The problem I see with the preceding comments is that when they place blame, they all begin with “I blame…” and then point to someone or some group that does not include themselves.
The perception that Republicans are “anti-Latino” is a very damaging perception for Republican candidates, and like Dr. DeMille says, it will continue to be a problem until addressed.
The corruption that Kieth mentions is also a problem for the Republican party, which is why I voted the way I did. I could not see myself supporting a candidate who is, at best, ignoring the corruption, and at worst complicit with an organization that is so obviously corrupt. I disagree so strongly with Obama that I would never even entertain the thought of voting for him.
I am also a strong believer that the only wasted vote is one for which you must hold your nose. So I voted for someone I knew I could hold accountable for every action he made as president.
The Tea Party, as was pointed out, is not a monolithic or unified movement. The not-unified nature is where I see it’s weakness. Divided we accomplish nothing, but unification does not come from political maneuvering. Unification comes from understanding and cooperation. Unification comes from having a common goal, a common purpose. The further away from the local neighborhood you go, the harder you will find it to create unification, and so the more general and generic the common purpose must be.

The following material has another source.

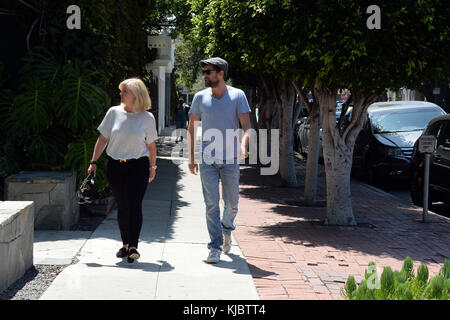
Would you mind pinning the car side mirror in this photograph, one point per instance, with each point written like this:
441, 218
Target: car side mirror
446, 145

The further down this road we go, the more a violent revolution becomes likely. A bloody revolution today would be more like the French revolution, and less like the American Revolution.
As evidenced by the reaction of the “losers” on their Facebook wall posts, many people today are motivated by their emotions, fed by their despair with the current situation, rather than by their reason and a hope for a better situation. People want to find anybody else but themselves to blame for the dangerous situation in which we find ourselves.